Die vom Zürcher Institut Sotomo durchgeführte Umfrage dominierte Zeitungen und News-Portale (auch Blick berichtete). Nirgends fehlte der Hinweis, dass der Kampf gegen Gewalt an Frauen dringend mehr öffentliche Gelder brauche.
Jetzt zeigt sich, dass die Zahlen aufgeblasen sind. Gemäss einer neuen Studie der Zürcher Hochschule für Angewandte Wissenschaften (ZHAW) machten 2021 gerade mal 3 Prozent der Frauen physische Gewalterfahrungen in Paarbeziehungen. Zählt man psychische Gewalt hinzu, sind es 13,4 Prozent. Der «Tages-Anzeiger» berichtete zuerst über diese Studie.
Drei Booster sorgen für höhere Zahlen bei Sotomo
Hinter den unterschiedlichen Resultaten stecken unterschiedliche Methoden. ZHAW-Forscher Dirk Baier wählte für seine Studie ein repräsentatives Sample von 18’686 Personen und verschickte Online-Einladungen zur Teilnahme.
Die Sotomo-Umfrage hingegen stand allen offen, die Leute wurden über Online-Portale gesucht. «Es nehmen dann hauptsächlich Personen teil, die Erlebnisse zu berichten haben, was die Raten in die Höhe treibt», kritisiert Baier.
Hinzu kommt, dass die Sotomo-Studie offenlässt, was Gewalt ist. Von Beleidigungen bis zu Vergewaltigung – alles kam in den gleichen Topf. Auch das steigert die Betroffenheit.
Der dritte Zahlen-Booster ist die fehlende zeitliche Begrenzung. Sotomo zählt auch Gewalterfahrungen dazu, die 30 Jahre zurückliegen. Baier: «Das erhöht die Raten, wirft aber ein teilweise falsches Licht auf die aktuelle Situation.»
Auch seine Studie sei keineswegs perfekt, sagt Baier. So nahm nur knapp jede fünfte eingeladene Person letztlich auch an der Befragung teil.* «Aufgrund der Methodik würde ich aber vermuten, dass die Ergebnisse unserer Studie derzeit die Realität etwas besser abbilden als die Sotomo-Studie.»
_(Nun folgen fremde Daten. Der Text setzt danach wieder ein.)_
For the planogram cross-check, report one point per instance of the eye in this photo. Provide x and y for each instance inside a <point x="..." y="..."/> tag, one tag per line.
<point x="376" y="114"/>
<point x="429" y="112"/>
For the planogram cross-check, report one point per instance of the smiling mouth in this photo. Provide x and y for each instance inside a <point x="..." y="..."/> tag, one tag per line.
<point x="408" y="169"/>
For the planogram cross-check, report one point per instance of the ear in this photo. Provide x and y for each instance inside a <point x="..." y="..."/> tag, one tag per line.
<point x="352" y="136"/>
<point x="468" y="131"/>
Ikea bezahlt die Plakatkampagne
Dass die Wahl der Methode politisch gesteuert war, bestreitet Sotomo-Studienautorin Sarah Bütikofer: «Wir hatten keine Erwartungen an die Ergebnisse.» Auch DAO-Generalsekretärin Lena John sagt, man habe «mit dieser Studie keinerlei politische Intention» verfolgt.
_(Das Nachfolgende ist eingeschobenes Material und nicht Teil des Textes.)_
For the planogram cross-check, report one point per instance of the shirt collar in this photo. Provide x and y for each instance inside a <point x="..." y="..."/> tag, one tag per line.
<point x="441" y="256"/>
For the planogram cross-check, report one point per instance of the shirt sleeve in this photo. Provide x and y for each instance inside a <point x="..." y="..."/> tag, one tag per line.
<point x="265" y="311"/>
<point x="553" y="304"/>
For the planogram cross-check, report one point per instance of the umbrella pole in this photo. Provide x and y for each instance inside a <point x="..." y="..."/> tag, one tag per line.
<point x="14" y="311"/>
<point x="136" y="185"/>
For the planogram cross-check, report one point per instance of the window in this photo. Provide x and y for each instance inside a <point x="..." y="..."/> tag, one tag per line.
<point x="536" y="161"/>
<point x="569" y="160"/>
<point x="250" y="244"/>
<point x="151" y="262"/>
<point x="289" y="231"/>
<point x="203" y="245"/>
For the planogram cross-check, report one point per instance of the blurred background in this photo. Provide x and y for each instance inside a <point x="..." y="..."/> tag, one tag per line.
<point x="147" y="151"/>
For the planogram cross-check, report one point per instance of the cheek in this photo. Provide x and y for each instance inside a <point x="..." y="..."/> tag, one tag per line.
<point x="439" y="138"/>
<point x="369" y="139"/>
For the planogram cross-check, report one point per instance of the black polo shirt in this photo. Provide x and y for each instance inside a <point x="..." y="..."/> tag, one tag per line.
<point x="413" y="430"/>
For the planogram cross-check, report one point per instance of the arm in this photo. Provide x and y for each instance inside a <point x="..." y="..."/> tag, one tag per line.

Die Sotomo-Studie wird vom eidgenössischen Gleichstellungsbüro mit 120’000 Franken finanziert. Die Kosten für die Plakatkampagne übernahm der Möbelhändler Ikea. Die Studie vom November war nur der Anfang: Schon im Frühling ist die nächste Umfrage geplant.
* Dieser Satz wurde nachträglich zum Artikel hinzugefügt.